僕は商業高校を卒業しています。1学年に10クラスありました。今はわかりませんが、当時の商業高校は女子生徒の方が人数は多かったんです。しかし、浮いた話はひとつもありませんでした。何しろ少年時代の僕はひどい人見知りで、人づきあいも苦手。友達もおらず、卒業までに学校の女子と会話したのは2回ほど。堀田エボリューション第2話の9ページ目の最後のコマは、僕のリアルすぎる青春時代がモチーフです。
記憶に残っている高校時代の女子とのエピソードは......クラスにヤクザと付き合っていると噂のヤンキーの女のコがいたんです。僕はいつも宿題を忘れて、先生に怒られていたんですが、その姿を憐れに思ったようで、彼女が宿題を見せてくれたんです。本当にそれぐらいしかないんですよね、エピソードは。人見知りだったので......。
とはいえ、高校時代はバブルど真ん中。大学生カップルがクリスマスを高級ホテルやスキー場で過ごす時代です。ところが僕はというと、商業高校を卒業する直前に就職試験に失敗する体たらく......。学校は就職率が大切ですから、鉄工所の就職試験を受けるよう進めてきたんです。けれど、そこは自分が行きたい世界でも、望む世界でもなかった。何より僕は18歳で自分の人生を決めたくなかったし、とにかく働きたくなかった。なので、鉄工所の話は蹴りました。
1989年――19歳の僕は高卒の無職でした。友達も恋人もおらず、抱えているのは絶望だけ。当時は大学に行く道を選んでこなかった自分の選択を悔やみましたし、同年代の大学生に対するコンプレックスも相当ありました。
一方で、僕は実家でニート生活をしていたんですが、深夜の台所で日清焼そばU.F.O.のお湯を捨てながら、働かずに生きるにはどうすればいいのか。よくそんなことも考えていました。

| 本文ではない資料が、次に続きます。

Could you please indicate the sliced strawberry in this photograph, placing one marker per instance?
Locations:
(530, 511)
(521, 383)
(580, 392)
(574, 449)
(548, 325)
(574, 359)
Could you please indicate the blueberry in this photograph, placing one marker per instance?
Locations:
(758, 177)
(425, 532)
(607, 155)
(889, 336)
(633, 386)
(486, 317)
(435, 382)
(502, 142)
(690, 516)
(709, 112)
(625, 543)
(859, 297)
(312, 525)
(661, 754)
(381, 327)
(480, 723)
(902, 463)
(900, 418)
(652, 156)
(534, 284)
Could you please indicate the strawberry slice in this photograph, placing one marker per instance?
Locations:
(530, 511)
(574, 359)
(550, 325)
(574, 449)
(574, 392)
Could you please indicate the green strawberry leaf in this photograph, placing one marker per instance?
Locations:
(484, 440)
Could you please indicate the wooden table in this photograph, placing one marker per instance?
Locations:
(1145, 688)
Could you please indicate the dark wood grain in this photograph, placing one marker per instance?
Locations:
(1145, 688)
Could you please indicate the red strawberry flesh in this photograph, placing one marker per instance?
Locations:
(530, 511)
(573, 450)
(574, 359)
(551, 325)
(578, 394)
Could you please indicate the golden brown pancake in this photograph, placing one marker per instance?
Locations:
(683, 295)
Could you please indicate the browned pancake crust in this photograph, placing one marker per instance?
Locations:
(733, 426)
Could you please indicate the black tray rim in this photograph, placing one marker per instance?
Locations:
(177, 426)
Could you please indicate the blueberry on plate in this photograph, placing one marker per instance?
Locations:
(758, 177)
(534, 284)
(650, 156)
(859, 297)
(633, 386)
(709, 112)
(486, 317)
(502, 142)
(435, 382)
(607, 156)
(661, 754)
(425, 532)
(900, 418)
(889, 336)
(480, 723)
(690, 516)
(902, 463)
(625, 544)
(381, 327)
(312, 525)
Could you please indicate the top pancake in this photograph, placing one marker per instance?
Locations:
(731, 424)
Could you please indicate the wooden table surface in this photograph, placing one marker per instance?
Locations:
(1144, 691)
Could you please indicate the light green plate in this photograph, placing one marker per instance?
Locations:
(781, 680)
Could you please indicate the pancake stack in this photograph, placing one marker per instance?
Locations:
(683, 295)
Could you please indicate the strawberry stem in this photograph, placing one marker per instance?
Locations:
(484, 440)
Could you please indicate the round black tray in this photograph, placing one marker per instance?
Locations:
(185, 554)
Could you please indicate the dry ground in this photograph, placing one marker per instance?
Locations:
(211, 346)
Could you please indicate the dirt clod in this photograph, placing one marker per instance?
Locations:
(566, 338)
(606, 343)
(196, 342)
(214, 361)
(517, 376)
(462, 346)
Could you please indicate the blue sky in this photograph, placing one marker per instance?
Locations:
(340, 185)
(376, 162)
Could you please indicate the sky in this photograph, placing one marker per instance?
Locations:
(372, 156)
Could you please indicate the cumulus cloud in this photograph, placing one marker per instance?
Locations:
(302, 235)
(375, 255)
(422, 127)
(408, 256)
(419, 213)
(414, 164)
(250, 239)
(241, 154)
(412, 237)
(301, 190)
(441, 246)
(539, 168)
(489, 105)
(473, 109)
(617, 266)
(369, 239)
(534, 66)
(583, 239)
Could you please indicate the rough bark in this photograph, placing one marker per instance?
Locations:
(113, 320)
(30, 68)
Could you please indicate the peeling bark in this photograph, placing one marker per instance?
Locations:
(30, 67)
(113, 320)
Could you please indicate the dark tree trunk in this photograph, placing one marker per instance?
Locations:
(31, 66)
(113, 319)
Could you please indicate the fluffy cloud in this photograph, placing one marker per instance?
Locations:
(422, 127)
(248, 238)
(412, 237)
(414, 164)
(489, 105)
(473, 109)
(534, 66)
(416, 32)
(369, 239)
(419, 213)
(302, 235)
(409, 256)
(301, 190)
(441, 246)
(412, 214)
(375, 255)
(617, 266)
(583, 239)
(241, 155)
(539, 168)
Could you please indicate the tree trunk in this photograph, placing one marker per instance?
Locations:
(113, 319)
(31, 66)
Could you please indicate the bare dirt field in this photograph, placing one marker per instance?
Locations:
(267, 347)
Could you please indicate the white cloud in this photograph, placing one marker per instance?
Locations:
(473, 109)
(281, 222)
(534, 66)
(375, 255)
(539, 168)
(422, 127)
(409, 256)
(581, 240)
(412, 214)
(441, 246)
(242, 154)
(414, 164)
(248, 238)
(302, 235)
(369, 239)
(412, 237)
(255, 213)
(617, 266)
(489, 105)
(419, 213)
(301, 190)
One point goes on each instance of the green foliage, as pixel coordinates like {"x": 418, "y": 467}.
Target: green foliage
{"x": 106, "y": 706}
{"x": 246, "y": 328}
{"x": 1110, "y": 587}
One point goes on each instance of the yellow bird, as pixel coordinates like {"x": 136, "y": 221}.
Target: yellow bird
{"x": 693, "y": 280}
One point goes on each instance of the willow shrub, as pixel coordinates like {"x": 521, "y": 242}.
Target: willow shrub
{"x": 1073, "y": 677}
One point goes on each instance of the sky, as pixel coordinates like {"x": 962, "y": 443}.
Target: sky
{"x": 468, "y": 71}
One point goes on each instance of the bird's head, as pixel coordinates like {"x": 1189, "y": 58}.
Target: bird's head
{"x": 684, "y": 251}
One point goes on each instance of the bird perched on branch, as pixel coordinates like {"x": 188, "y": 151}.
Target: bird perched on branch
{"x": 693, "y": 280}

ある日、僕の目を釘付けにしたのが、はた万次郎さんの漫画『はた万次郎の青春絵日記』(集英社)。そこにはこう書かれていたんです。
「私の場合、この夏は漫画を執筆した3日間を除いて全部夏休み!」
漫画家という職業に対して猛烈な憧れを持ちましたね。ただし、このときは憧れるだけでした。19歳の僕の心を動かしたのは、中古車店の片隅にあったホンダの軽、トゥディだったんですーー。